In recent years, technological iterations from traditional numerical weather prediction (NWP) systems to deep learning-driven meteorological forecasting methods have played a significant role in promoting the development of S2S weather forecasting. However, many challenges remain in the practical application of S2S. For example, traditional numerical methods mainly rely on solving complex physical equations, which is not only computationally expensive but also time-consuming.While data-driven methods achieve speed, accuracy, and precision in short-term forecasts, autoregressive design-based approaches calculate the next step based on the results of the previous forecast.In longer-term S2S applications, the error accumulates like a snowball, while also ignoring the crucial slow-varying boundary forcing signals in S2S weather forecasting.

To address this, a team from UCLA, in collaboration with Argonne National Laboratory, proposed a novel latent diffusion model, OmniCast, for high-precision probabilistic S2S weather forecasting. This model combines a variational autoencoder (VAE) and a Transformer model, employing a joint sampling approach across time and space.It can significantly alleviate the error accumulation problem of autoregressive methods, while also being able to learn weather dynamics beyond the initial conditions.Experiments have shown that the model achieves the best performance of current methods in terms of accuracy, physical consistency, and probabilistic metrics.

The related research, titled "OmniCast: A Masked Latent Diffusion Model for Weather Forecasting Across Time Scales," was selected for NeurIPS 2025, a top AI academic conference.

Research highlights:

By simultaneously considering spatiotemporal dimensions to generate future weather, OmniCast solves the problem of accumulating errors in models based on autoregressive designs.

OmniCast can simultaneously take into account the initial atmospheric information needed for short-term weather forecasting and the slowly varying boundary forcing conditions needed for climate prediction.

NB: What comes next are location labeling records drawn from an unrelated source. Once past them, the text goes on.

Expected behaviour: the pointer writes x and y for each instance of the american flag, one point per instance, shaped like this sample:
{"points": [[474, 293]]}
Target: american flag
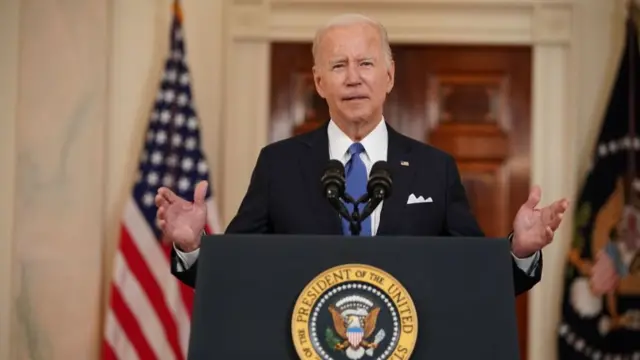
{"points": [[149, 313]]}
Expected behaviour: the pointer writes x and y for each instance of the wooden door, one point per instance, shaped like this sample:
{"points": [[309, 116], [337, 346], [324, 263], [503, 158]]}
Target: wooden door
{"points": [[471, 101]]}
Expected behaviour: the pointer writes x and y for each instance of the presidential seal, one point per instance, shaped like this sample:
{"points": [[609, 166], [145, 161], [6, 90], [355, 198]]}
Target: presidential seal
{"points": [[354, 311]]}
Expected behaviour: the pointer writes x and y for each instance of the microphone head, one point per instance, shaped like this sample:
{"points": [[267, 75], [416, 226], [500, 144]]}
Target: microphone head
{"points": [[380, 180], [333, 179]]}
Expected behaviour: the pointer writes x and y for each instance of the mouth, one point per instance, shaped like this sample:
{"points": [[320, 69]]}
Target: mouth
{"points": [[355, 98]]}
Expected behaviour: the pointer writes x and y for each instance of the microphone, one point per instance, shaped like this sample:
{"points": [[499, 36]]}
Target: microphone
{"points": [[334, 183], [378, 187]]}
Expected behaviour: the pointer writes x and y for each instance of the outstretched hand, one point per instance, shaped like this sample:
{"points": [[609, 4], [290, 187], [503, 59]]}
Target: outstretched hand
{"points": [[181, 221], [533, 228]]}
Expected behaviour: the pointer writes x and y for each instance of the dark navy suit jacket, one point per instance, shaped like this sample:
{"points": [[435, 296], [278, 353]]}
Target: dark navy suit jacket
{"points": [[285, 196]]}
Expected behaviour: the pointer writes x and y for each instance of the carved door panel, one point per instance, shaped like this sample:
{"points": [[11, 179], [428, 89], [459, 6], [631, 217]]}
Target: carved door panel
{"points": [[472, 102]]}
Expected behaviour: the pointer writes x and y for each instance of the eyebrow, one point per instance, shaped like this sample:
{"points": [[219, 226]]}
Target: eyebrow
{"points": [[343, 60]]}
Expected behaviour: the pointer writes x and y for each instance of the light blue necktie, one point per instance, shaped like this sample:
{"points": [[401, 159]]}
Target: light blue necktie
{"points": [[356, 173]]}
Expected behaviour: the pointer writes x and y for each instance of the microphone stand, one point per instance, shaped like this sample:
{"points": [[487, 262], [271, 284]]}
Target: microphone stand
{"points": [[355, 221]]}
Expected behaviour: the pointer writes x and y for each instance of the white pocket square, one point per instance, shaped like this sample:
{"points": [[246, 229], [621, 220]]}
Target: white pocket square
{"points": [[418, 200]]}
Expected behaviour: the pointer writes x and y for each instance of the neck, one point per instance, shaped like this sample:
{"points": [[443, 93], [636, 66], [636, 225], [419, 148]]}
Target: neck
{"points": [[357, 131]]}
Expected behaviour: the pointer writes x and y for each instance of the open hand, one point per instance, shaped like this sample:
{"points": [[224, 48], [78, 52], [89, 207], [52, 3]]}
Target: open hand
{"points": [[181, 221], [533, 228]]}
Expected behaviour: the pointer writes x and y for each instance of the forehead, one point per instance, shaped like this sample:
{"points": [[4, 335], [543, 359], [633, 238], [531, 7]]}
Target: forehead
{"points": [[359, 39]]}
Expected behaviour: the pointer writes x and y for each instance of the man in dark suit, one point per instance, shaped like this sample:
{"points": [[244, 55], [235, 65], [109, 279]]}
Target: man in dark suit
{"points": [[354, 71]]}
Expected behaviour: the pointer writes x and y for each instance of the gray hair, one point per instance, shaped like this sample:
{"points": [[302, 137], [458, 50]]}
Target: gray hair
{"points": [[350, 19]]}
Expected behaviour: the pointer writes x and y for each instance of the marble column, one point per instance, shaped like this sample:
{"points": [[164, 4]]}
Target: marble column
{"points": [[56, 233]]}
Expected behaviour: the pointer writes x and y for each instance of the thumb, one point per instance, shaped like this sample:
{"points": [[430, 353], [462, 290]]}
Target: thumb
{"points": [[200, 192], [534, 197]]}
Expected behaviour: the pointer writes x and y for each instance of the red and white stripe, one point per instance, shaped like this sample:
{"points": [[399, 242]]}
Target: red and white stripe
{"points": [[149, 316]]}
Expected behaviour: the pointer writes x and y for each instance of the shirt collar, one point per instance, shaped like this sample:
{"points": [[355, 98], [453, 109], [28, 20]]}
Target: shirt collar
{"points": [[375, 144]]}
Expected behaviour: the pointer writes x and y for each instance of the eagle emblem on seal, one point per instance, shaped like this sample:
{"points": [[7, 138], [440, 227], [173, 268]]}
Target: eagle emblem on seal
{"points": [[355, 327]]}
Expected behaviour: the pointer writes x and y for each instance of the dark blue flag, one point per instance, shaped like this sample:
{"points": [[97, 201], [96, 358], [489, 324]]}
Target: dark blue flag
{"points": [[607, 221]]}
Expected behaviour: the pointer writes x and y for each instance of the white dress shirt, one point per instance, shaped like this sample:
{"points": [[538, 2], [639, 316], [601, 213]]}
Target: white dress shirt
{"points": [[375, 149]]}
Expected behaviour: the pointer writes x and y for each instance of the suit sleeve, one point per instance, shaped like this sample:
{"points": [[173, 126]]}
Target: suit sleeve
{"points": [[461, 222], [252, 217]]}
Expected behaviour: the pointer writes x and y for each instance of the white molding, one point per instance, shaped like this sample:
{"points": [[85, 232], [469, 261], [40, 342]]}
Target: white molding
{"points": [[9, 66], [549, 26]]}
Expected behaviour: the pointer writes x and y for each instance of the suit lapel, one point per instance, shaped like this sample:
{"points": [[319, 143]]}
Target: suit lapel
{"points": [[399, 158], [312, 162]]}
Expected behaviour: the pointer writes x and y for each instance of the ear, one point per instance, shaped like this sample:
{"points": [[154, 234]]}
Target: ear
{"points": [[391, 76], [317, 80]]}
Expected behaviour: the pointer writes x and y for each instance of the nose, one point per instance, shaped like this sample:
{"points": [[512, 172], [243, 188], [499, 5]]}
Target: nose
{"points": [[353, 75]]}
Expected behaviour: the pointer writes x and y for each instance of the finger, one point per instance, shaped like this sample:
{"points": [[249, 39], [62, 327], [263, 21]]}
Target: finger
{"points": [[160, 214], [200, 192], [534, 197], [549, 234], [160, 200], [168, 195]]}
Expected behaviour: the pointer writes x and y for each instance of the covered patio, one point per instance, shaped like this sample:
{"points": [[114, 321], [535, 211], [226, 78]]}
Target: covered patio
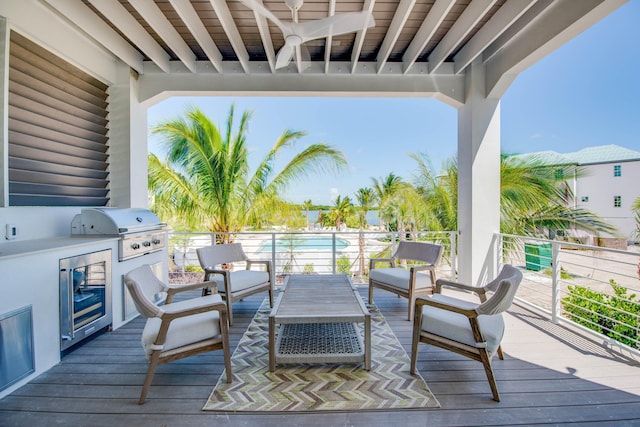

* OmniCast outperforms existing methods in accuracy, physical consistency, and probabilistic prediction, and its computation speed is 10-20 times faster than current mainstream methods.

Paper address:

https://go.hyper.ai/YANIu

More AI frontier papers:
https://hyper.ai/papers

Dataset: Based on the widely used ERA5 dataset, adapted for different prediction tasks.

To ensure that OmniCast receives adequate and reasonable support in training and evaluation, the study adopted the ERA5 high-resolution reanalysis dataset, which is widely used in the meteorological field, as the basic data source. Data preprocessing was performed for two different forecasting tasks: medium-range weather forecasting and S2S weather forecasting, to serve as a benchmark set adapted to different task requirements.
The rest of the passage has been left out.